As I am sure that all Members of this House would agree, what a fantastic maiden speech by my hon. Friend Holly Mumby-Croft! It is clear that she will be an absolute champion for her steel industry.

I start by joining colleagues in praising the work of our emergency services and flood responses around the country. The constituency of Runnymede and Weybridge has the Thames on our border. We have several different rivers going through the constituency that are liable to flooding. Given the limited time, I will not meander like the Thames, but focus on what is, in some ways, a love letter to the River Thames scheme that urgently needs to be built.

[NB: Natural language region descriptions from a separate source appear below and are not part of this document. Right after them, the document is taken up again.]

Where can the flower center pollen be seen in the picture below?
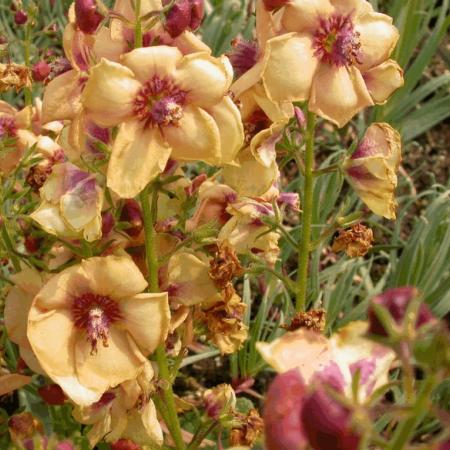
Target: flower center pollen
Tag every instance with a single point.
(336, 42)
(95, 314)
(159, 102)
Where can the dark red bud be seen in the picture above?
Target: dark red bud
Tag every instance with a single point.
(282, 412)
(273, 4)
(396, 301)
(20, 17)
(41, 70)
(125, 444)
(327, 423)
(86, 16)
(197, 13)
(178, 19)
(131, 213)
(52, 394)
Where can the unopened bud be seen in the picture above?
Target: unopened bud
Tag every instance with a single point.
(282, 412)
(52, 394)
(396, 301)
(40, 71)
(20, 17)
(87, 17)
(327, 423)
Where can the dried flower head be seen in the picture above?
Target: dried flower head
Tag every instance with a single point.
(356, 241)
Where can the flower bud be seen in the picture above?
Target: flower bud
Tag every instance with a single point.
(20, 17)
(131, 213)
(40, 71)
(52, 394)
(396, 301)
(87, 17)
(371, 169)
(125, 444)
(273, 4)
(282, 412)
(327, 423)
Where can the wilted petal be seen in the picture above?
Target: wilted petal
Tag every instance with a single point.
(114, 276)
(147, 318)
(138, 156)
(195, 138)
(289, 67)
(383, 80)
(205, 78)
(337, 94)
(378, 38)
(109, 93)
(228, 119)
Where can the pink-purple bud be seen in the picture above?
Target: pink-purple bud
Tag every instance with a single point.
(396, 301)
(40, 71)
(282, 412)
(86, 16)
(183, 15)
(131, 213)
(327, 423)
(20, 17)
(273, 4)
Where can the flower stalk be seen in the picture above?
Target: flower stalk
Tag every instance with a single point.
(149, 212)
(307, 213)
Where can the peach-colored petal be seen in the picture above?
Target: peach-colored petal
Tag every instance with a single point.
(17, 307)
(383, 80)
(52, 338)
(228, 119)
(138, 156)
(205, 78)
(115, 276)
(49, 217)
(147, 62)
(121, 360)
(109, 93)
(338, 94)
(12, 382)
(62, 97)
(61, 289)
(304, 15)
(303, 349)
(147, 318)
(290, 66)
(195, 138)
(378, 38)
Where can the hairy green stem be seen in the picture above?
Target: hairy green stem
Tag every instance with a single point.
(304, 245)
(149, 212)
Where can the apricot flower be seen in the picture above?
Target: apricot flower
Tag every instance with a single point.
(335, 55)
(91, 328)
(167, 105)
(71, 204)
(371, 169)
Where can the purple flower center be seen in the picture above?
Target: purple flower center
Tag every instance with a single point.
(95, 314)
(159, 102)
(336, 42)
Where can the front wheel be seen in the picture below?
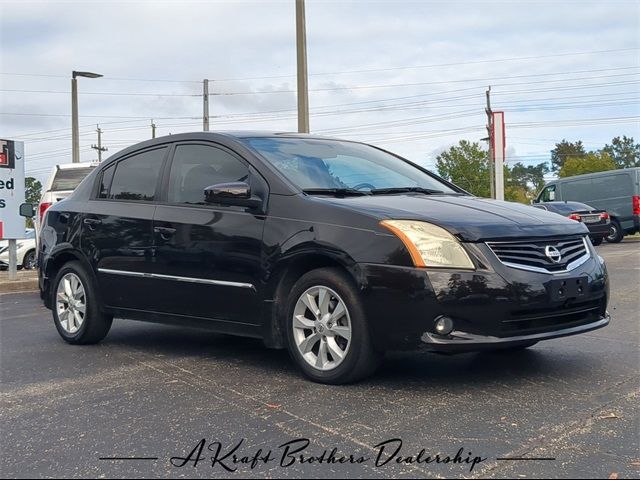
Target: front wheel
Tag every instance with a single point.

Much of our land is on a floodplain. Building on floodplains is not new. Many areas of this country are on reclaimed land. Indeed, Chertsey in my constituency, the site of a Benedictine abbey, was originally known as Chertsey Island. Clearly, we need to prevent further development on unprotected floodplains, but that is not enough. We also need to protect our developments that are already there—our homes, our businesses and our land. Many of my constituents are persecuted by perennial flood warnings and alerts. Watching your garden gradually flood, praying that it does not reach your house, is not a way to spend Christmas, but that is the experience that many of my constituents had last year.

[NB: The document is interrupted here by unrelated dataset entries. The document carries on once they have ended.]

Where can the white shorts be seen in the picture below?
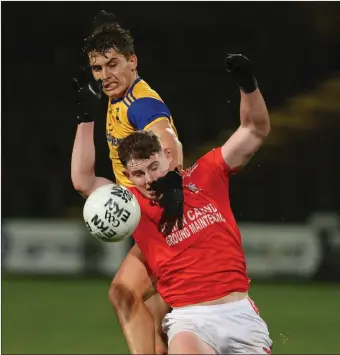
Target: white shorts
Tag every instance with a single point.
(230, 328)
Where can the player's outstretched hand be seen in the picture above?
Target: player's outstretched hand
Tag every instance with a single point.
(240, 68)
(88, 94)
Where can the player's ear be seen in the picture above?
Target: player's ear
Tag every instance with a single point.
(167, 153)
(133, 61)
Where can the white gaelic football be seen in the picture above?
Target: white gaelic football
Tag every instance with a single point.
(111, 213)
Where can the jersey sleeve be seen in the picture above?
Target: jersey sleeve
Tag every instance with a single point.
(146, 110)
(214, 161)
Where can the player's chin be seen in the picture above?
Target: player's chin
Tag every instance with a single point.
(113, 93)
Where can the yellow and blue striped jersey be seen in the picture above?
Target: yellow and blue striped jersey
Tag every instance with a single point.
(138, 110)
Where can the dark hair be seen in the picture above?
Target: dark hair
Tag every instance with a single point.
(107, 34)
(138, 145)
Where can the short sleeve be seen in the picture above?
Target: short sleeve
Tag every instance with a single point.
(145, 110)
(214, 160)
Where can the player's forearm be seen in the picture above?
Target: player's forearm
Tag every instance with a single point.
(83, 160)
(170, 141)
(254, 113)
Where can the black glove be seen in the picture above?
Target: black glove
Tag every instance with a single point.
(171, 188)
(240, 68)
(88, 95)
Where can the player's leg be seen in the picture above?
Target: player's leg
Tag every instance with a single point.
(248, 333)
(187, 342)
(127, 295)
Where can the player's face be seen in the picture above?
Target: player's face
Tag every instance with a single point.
(117, 72)
(143, 172)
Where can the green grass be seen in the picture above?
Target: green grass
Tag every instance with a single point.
(42, 316)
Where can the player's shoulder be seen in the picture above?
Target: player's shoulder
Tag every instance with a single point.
(141, 89)
(209, 161)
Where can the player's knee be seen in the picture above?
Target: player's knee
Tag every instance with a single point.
(123, 300)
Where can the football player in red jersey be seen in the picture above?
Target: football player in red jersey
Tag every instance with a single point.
(189, 239)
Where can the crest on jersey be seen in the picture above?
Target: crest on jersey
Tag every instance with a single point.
(193, 188)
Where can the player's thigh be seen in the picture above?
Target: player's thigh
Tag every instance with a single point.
(187, 342)
(132, 278)
(158, 308)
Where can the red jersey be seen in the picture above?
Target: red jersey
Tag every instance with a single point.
(204, 260)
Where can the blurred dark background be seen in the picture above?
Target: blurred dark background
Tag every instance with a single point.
(290, 189)
(180, 46)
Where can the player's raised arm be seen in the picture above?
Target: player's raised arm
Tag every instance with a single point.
(83, 155)
(169, 141)
(152, 114)
(255, 125)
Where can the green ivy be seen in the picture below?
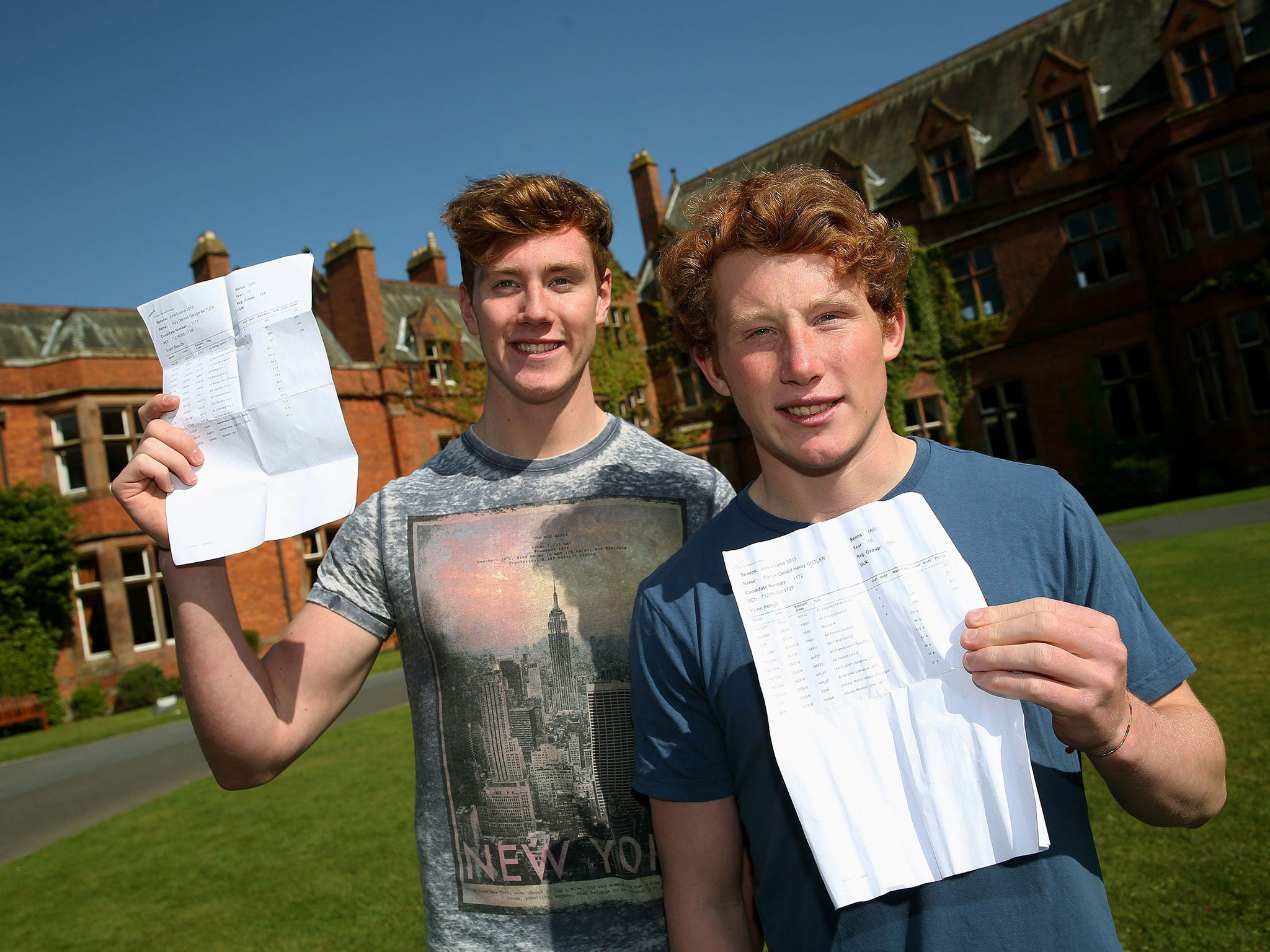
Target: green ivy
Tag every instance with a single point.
(36, 559)
(939, 338)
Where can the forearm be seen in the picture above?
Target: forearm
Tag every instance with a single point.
(228, 689)
(1171, 770)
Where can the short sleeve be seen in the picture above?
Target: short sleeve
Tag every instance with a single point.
(351, 579)
(1098, 575)
(680, 749)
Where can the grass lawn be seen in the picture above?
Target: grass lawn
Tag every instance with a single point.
(1206, 889)
(73, 733)
(68, 735)
(322, 858)
(1185, 506)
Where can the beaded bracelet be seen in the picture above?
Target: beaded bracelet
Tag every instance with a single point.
(1108, 753)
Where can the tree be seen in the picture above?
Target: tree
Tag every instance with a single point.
(36, 559)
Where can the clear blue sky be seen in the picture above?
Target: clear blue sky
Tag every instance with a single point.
(127, 128)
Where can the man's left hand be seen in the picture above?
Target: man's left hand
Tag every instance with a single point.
(1065, 658)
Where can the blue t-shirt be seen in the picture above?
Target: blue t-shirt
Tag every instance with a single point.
(701, 729)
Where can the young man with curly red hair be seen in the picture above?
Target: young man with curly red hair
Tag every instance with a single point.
(507, 564)
(789, 294)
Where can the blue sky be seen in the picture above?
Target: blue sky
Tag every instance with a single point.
(128, 128)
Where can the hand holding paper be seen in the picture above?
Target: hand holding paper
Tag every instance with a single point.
(1065, 658)
(902, 771)
(246, 356)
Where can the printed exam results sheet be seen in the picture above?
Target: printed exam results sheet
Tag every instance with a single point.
(246, 356)
(902, 771)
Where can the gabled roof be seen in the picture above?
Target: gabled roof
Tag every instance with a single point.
(1116, 37)
(32, 333)
(404, 299)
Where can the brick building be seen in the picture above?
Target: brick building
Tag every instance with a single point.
(409, 379)
(1095, 180)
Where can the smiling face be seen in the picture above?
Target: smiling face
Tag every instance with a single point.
(804, 356)
(536, 306)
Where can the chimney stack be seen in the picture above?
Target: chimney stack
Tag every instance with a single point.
(210, 259)
(648, 197)
(355, 305)
(427, 266)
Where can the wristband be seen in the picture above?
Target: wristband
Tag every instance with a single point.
(1128, 728)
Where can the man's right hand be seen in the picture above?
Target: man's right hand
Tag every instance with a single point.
(145, 483)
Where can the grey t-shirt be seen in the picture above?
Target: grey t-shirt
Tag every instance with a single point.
(511, 583)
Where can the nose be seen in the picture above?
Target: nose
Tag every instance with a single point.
(801, 361)
(535, 310)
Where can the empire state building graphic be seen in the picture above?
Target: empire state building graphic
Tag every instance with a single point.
(564, 690)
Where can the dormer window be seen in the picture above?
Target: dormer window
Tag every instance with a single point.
(950, 179)
(1206, 68)
(1067, 128)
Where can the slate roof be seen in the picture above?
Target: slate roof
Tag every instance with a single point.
(1116, 37)
(404, 299)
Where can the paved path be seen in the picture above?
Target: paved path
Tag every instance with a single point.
(1188, 523)
(46, 798)
(43, 799)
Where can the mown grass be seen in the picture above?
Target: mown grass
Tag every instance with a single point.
(1185, 506)
(75, 733)
(322, 858)
(1206, 889)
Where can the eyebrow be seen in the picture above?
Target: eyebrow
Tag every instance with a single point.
(550, 270)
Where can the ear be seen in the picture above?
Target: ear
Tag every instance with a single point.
(709, 366)
(893, 334)
(465, 306)
(606, 298)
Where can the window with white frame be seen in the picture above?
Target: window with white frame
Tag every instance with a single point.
(1168, 202)
(950, 178)
(1129, 392)
(1253, 345)
(148, 602)
(925, 418)
(1228, 190)
(438, 356)
(1094, 242)
(975, 276)
(69, 454)
(121, 432)
(1209, 363)
(1204, 68)
(91, 607)
(1067, 128)
(1006, 426)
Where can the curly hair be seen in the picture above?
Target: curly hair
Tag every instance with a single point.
(492, 213)
(797, 209)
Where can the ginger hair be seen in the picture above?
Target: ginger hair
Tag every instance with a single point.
(489, 214)
(798, 209)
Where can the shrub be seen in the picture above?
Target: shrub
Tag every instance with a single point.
(139, 687)
(88, 702)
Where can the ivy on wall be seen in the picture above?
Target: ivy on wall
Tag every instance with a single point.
(939, 338)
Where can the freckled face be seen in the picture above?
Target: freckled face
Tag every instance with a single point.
(804, 356)
(536, 309)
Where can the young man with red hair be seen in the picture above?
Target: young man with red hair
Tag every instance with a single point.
(507, 565)
(789, 293)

Flooding is increasingly a natural threat to our communities, and the protections that we need cannot be underestimated. The River Thames scheme—a scheme of flood defences for my constituency and others—promises to protect our homes and businesses. I do not know how much steel the River Thames scheme may need, but I do hope that it comes from Scunthorpe. The tragedy of the 2014 flooding in Runnymede and Weybridge leaves us in no doubt of the urgent need for the River Thames scheme. I look forward to working on this with the Environment Agency, DEFRA and other key stake- holders, including Surrey County Council, which has done much of the heavy lifting in driving this project forwards.

But it will still take many years to get the River Thames scheme built, so we need to turn our attention to flood mitigation. Local community flood groups are excellent, and they are a crucial part of building resilience, as is the Flood Re scheme. Flood Re has made it easier for domestic customers to claim insurance, but there are also large numbers of small businesses affected in many of our constituencies, as we have heard from hon. Members across the House. Flooding of these businesses means that they find it very difficult to recover, especially the smaller ones in small economies. We need to consider how we can mitigate the risks and damages to businesses when flooding occurs.

Prevention is better than cure. It is clear that the Government are leading the way with the Environment Bill and our commitments on the environment—meeting net zero by 2050, and introducing long-term, legally binding targets on biodiversity, air quality, water, and resource and waste efficiency—but we still need to get our defences built.

The motion calls for a review. Rather than another review and a pointless waste of money, we need action and investment in flood defence infrastructure. I welcome the Government’s pledge to invest in flood defence schemes across the country. The River Thames scheme will provide not only flood defences but a community asset of natural parks and paths that we can treasure and use to turn disadvantage into opportunity.